Kafka Connect JDBC Source Connector
Getting data from database to Apache Kafka is certainly one of the most popular use case of Kafka Connect. Kafka Connect provides scalable and reliable way to move the data in and out of Kafka. As it uses plugins for specific plugins for connectors and it is run by only configuration (without writing code) it is an easy integration point.
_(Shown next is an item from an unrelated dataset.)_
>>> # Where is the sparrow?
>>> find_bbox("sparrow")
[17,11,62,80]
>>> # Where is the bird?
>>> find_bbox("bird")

Visit the Kafka Connect Basics post if you would like to get an introduction.
1- Running Kafka Cluster
We can use the following docker-compose file to get Kafka cluster with a single broker up and running.
version: '2'
services:
zookeeper:
image: confluentinc/cp-zookeeper:latest
hostname: zookeeper
container_name: zookeeper
ports:
- "2181:2181"
environment:
ZOOKEEPER_CLIENT_PORT: 2181
ZOOKEEPER_TICK_TIME: 2000
kafka:
image: confluentinc/cp-kafka:latest
hostname: kafka
container_name: kafka
depends_on:
- zookeeper
ports:
- "9092:9092"
- "29092:29092"
environment:
KAFKA_BROKER_ID: 1
KAFKA_ZOOKEEPER_CONNECT: zookeeper:2181
KAFKA_LISTENER_SECURITY_PROTOCOL_MAP: PLAINTEXT:PLAINTEXT,PLAINTEXT_HOST:PLAINTEXT
KAFKA_ADVERTISED_LISTENERS: PLAINTEXT://kafka:9092,PLAINTEXT_HOST://localhost:29092
KAFKA_OFFSETS_TOPIC_REPLICATION_FACTOR: 1
If you would like to use a user interface rather than console tools to manage the Kafka, Confluent Control Center is one of the best choice. It is commercial tool but it comes with 30 days licence. There are also Landoop UI which has Kafka Connect management interface as well. If you would like to use Confluent Control Center you can add it as a service to the docker-compose file as follows:
control-center:
image: confluentinc/cp-enterprise-control-center:5.5.1
hostname: control-center
container_name: control-center
depends_on:
- zookeeper
- kafka
ports:
- "9021:9021"
environment:
CONTROL_CENTER_BOOTSTRAP_SERVERS: 'kafka:9092'
CONTROL_CENTER_ZOOKEEPER_CONNECT: 'zookeeper:2181'
CONTROL_CENTER_REPLICATION_FACTOR: 1
CONTROL_CENTER_INTERNAL_TOPICS_PARTITIONS: 1
CONTROL_CENTER_MONITORING_INTERCEPTOR_TOPIC_PARTITIONS: 1
CONFLUENT_METRICS_TOPIC_REPLICATION: 1
PORT: 9021
2- Preparing Connector Library
Download the Kafka Connect JDBC plugin from Confluent hub and extract the zip file to the Kafka Connect's plugins path. While we start Kafka Connector we can specify a plugin path that will be used to access the plugin libraries. For example plugin.path=/usr/local/share/kafka/plugins
. Check Install Connector Manually documentation for details.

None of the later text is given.